Step 7: Cover suspicious activity reports

Suspicious activity reports (SARs) are the cornerstone of AML. They’re a mechanism for alerting law enforcement and regulatory bodies of potential money laundering or terrorist financing by filing them with your jurisdiction’s Financial Intelligence Unit (FIU). Your procedure for generating and filing these is an important component of your AML policy, especially as this process can be an onerous task, systems that automate aspects of your SAR filing policy can be helpful in creating a more efficient compliance function.

Step 8: Build communication procedures

Communication procedures give practical guidance to employees of all levels about who they should talk to about certain issues and how specific activities should be acted upon. There should also be clear direction as to when issues should be escalated to senior compliance staff and the Money Laundering Reporting Officer (MLRO) for the company.

These procedures should also cover the process for reporting to FIUs, that should be included with the escalation guidance, and for sharing information and data with other financial institutions.

Step 9: Implement staff training process

All employees with roles falling under the scope of the policy, i.e., those who deal with clients and/or transactions, must be aware of the policy and given appropriate training.

This training should give employees knowledge on what AML is and what AML regulations are. It should also equip employees with the skills needed to identify techniques used by money-launderers, detect when money laundering might be taking place, and take appropriate action, such as filing SARs.

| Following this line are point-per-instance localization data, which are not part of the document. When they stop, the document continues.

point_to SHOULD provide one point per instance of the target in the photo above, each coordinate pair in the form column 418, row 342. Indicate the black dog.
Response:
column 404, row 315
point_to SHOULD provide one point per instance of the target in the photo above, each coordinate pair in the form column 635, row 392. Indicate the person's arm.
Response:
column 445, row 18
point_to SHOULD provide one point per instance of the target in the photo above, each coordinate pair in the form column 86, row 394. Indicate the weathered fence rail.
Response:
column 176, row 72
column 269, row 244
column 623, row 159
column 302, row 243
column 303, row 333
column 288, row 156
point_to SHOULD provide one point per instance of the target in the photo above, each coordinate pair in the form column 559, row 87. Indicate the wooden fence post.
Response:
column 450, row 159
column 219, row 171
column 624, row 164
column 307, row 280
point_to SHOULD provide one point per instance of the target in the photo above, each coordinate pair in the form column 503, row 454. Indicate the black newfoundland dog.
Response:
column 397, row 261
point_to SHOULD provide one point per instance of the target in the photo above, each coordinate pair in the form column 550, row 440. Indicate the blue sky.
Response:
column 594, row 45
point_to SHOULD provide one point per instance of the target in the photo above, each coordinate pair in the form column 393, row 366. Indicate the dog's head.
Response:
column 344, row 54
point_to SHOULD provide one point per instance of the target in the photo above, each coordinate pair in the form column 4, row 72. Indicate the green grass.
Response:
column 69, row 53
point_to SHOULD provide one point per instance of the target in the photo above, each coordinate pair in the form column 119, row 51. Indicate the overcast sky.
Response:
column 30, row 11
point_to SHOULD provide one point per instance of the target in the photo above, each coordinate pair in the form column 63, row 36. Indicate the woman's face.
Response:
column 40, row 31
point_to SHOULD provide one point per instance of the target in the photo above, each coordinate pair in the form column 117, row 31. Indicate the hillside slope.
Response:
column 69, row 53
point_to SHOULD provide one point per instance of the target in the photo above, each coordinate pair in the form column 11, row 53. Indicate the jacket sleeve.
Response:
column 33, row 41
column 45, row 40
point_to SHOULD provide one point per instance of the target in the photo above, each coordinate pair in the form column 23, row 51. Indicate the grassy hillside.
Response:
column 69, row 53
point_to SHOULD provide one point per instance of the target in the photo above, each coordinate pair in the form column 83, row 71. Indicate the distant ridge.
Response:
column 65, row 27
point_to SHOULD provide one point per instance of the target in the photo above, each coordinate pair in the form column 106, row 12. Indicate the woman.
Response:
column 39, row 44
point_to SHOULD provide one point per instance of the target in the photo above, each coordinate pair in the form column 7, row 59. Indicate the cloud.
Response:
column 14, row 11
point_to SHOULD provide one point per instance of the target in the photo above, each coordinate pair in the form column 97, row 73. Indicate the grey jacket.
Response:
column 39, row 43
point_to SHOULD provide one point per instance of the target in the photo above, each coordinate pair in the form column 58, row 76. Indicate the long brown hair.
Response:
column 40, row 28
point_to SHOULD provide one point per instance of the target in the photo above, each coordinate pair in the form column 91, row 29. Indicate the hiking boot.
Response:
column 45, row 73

Step 10: Undergo an independent audit

An independent audit of your systems, processes, and AML policy is vital. It examines and evaluates the adequacy and effectiveness of systems and policies, and of the controls and procedures adopted by your firm to ensure compliance with AML regulations.

An audit can also make recommendations in relation to your systems, processes, and policies to ensure continued compliance.

AML compliance is a continuous process 

The field of AML is constantly expanding. With new developments taking place every day, AML compliance is a continuous process. While your AML policy is not the only element of your compliance efforts, it’s a major component and it’s crucial that all financial institutions have a thorough AML policy in place. 

Not only does it serve as an important reference point for your employees, but it is in many cases a requirement for achieving licensing requirements in the first place. Without one, your firm could be subject to severe penalties. 

The crucial role your AML policy plays therefore means that your compliance experts must constantly revisit and re-assess your AML policy to ensure that it’s kept up to date with the latest regulatory changes and developments.